A new report from the US Inspector-General says that the Iraqi Government will receive a $15 billion (£7.5 billion) windfall to help its reconstruction efforts thanks to soaring oil prices.
Mr al-Shahristani said that the Government would not wait for Iraq’s fractious parliament to approve long-delayed legislation providing a legal framework for foreign investment in the oil industry. The Government is to invite foreign companies to help Iraq to develop new fields.
Jeroen van de Veer, the chief executive of the Anglo-Dutch oil company Shell, confirmed yesterday that it was “very interested” in new opportunities in Iraq, which sits on the world’s third largest proven oil reserves. “We have made various proposals to the Government,” he said.
The company is understood to be interested in a gas field called Akkas, in Anbar province near the border with Syria, to produce supplies for export to Europe. Eastern Anbar was until recently one of the most violent parts of the country, although tribal militias have ensured greater security.
Shell, which had worked in Iraq for decades until the 1970s, is also thought to be interested in building an export terminal in Basra for supercooled, liquefied natural gas for export to other parts of the Middle East. A number of other Western oil companies are interested in opportunities in Iraq. They include Total and the Norwegian company DNO, which has a drilling programme in the Kurdish region of Iraq.
Mr al-Shahristani suggested that the competition would be intense. “Everybody in the world, more than 45 companies, have approached us and shown a very keen interest in working with us – the Chinese, Russians, Indians, Brazilians,” he said.
Reliable economic statistics remain almost impossible to collect in Iraq, but US officials said that the Government had cut inflation to 5.5 per cent from 60 per cent a year ago.
The Iraqi dinar has strengthened against the dollar. Property prices are rising in safer parts of Baghdad.

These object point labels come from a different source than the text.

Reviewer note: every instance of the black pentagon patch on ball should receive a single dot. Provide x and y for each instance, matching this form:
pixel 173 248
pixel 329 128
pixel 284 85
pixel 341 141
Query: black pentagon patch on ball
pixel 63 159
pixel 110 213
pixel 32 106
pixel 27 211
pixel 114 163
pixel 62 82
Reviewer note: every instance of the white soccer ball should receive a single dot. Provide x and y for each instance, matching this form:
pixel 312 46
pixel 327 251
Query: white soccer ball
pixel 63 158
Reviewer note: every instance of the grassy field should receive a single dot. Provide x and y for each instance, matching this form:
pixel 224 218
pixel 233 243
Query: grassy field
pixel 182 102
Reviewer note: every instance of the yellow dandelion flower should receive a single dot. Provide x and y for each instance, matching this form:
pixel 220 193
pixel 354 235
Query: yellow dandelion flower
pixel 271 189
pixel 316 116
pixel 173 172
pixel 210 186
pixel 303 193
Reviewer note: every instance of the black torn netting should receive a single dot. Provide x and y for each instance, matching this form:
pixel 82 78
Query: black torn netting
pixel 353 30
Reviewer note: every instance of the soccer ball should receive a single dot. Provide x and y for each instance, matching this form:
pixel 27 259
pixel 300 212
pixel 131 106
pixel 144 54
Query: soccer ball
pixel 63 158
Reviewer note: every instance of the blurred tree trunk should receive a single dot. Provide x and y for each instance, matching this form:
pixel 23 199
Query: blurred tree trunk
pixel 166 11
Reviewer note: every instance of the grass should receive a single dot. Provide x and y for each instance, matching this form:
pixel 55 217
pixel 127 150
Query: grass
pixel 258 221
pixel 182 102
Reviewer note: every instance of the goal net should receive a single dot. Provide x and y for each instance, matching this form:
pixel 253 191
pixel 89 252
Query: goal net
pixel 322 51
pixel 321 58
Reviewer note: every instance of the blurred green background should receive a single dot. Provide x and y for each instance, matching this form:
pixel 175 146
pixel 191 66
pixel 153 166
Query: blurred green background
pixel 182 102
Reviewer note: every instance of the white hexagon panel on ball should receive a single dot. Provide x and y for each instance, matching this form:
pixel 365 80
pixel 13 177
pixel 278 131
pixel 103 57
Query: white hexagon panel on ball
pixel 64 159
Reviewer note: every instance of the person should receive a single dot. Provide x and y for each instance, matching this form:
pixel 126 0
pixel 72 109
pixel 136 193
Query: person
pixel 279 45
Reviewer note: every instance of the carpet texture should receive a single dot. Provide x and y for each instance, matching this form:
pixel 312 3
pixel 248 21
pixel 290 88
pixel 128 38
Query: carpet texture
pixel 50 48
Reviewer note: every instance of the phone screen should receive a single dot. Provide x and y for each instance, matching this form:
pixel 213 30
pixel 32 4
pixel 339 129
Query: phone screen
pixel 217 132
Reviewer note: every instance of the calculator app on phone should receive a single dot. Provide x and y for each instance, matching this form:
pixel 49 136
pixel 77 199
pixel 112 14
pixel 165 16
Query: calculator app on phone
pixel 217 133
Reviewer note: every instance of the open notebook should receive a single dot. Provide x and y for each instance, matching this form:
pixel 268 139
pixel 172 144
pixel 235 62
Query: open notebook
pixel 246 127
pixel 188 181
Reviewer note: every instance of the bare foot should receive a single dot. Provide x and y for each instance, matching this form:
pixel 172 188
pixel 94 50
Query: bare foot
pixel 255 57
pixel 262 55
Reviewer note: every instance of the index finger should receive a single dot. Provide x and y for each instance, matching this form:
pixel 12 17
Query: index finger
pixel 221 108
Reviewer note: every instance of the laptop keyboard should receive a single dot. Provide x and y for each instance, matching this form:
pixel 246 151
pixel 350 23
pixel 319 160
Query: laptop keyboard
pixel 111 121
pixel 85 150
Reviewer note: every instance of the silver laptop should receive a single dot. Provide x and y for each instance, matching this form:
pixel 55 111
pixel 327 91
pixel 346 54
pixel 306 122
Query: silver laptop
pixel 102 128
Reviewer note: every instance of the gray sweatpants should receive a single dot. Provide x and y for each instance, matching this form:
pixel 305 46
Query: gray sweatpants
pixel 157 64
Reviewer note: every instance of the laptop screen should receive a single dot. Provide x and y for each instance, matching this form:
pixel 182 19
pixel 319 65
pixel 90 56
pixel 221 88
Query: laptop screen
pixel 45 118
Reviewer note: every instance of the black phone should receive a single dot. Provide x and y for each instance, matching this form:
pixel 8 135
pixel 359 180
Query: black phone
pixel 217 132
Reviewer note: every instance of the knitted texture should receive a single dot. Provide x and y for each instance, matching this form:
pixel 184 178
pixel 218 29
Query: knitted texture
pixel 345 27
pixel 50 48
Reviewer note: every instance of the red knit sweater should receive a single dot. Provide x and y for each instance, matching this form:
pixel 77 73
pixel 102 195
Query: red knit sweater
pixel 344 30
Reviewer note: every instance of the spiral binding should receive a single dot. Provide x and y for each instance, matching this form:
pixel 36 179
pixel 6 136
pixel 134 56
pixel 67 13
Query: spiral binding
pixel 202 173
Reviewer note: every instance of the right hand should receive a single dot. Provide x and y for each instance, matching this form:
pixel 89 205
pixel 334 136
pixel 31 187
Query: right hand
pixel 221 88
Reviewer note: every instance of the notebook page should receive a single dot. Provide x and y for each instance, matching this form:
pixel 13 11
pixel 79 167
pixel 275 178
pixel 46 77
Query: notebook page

But unemployment remains stubbornly high at 18 per cent, and 40 to 60 per cent of the population are employed for less than 15 hours a week.
Foreign investment remains minimal apart from the $3.75 billion paid by three consortiums last year for mobile telephone licences.
The US military is trying to prime the economy by directing contracts worth more than $100 million a month to Iraqi businesses, generating an estimated 42,000 jobs.
On the streets of Baghdad and other cities it is now possible to see new building projects, bustling markets and other signs of economic regeneration for the first time since the war, but confidence remains fragile.
Jalil Khalid, 39, a store manager in central Baghdad, said that business was gradually improving but added: “Every time there’s any stability and people start coming back another bomb goes off and they vanish again.”